Officially, a CVA (stroke) is also a circulatory disorder of the central nervous system. In a stroke, however, the oxygen deficiency is limited to a part of the brain.
Three minutes of OXYGEN emergency supply
The heart pumps oxygenated blood throughout the body. Two pairs of large arteries branch throughout the brain. They bring a continuous flow of oxygen and glucose.

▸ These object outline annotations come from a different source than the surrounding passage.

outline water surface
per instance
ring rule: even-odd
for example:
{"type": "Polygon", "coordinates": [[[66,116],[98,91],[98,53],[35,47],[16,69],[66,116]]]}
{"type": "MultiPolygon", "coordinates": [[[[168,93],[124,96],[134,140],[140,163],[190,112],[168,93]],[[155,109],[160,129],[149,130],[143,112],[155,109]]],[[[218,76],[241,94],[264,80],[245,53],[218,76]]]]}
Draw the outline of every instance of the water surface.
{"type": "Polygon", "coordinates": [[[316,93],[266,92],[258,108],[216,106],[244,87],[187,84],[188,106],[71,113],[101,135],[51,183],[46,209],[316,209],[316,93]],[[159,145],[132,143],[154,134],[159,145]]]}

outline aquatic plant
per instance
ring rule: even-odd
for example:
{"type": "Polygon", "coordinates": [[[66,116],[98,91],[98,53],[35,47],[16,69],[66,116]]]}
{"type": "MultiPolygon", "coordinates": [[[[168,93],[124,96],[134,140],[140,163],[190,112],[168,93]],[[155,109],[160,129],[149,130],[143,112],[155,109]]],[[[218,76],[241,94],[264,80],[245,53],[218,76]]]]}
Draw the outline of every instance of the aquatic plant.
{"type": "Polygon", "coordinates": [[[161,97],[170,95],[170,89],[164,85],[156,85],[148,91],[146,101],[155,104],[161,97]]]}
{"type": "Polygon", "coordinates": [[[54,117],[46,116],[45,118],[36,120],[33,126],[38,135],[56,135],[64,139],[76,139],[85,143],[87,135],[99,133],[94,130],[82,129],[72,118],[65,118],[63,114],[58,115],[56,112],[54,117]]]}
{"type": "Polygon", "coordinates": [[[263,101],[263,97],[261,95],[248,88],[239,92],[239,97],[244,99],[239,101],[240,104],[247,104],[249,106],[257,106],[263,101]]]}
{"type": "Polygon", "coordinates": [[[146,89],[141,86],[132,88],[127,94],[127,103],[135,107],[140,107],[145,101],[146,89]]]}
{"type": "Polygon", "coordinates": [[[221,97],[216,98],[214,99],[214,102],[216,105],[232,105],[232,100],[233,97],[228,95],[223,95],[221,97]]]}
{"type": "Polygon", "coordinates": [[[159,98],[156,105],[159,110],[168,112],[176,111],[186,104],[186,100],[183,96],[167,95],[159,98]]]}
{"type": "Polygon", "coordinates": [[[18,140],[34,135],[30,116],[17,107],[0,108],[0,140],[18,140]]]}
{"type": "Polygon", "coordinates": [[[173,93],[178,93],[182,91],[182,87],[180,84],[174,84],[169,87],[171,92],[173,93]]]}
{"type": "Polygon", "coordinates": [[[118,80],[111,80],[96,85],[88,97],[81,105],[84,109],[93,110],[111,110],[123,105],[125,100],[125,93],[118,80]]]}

When there is a lack of oxygen in the brain, the brain first increases the blood supply.
In serious circumstances, this is not always sufficient. The brain has an emergency energy supply for about three minutes.
This also means that if resuscitation is not started within two minutes in the event of cardiac arrest, that supply will quickly be depleted. The result can be that damage occurs everywhere in the brain with
cognition and memory problems.
If the lack of oxygen has lasted longer, the memory problems become worse and those affected often have a form of
aphasia. In addition, all kinds of motor abnormalities can occur, such as tremors and/or paralysis.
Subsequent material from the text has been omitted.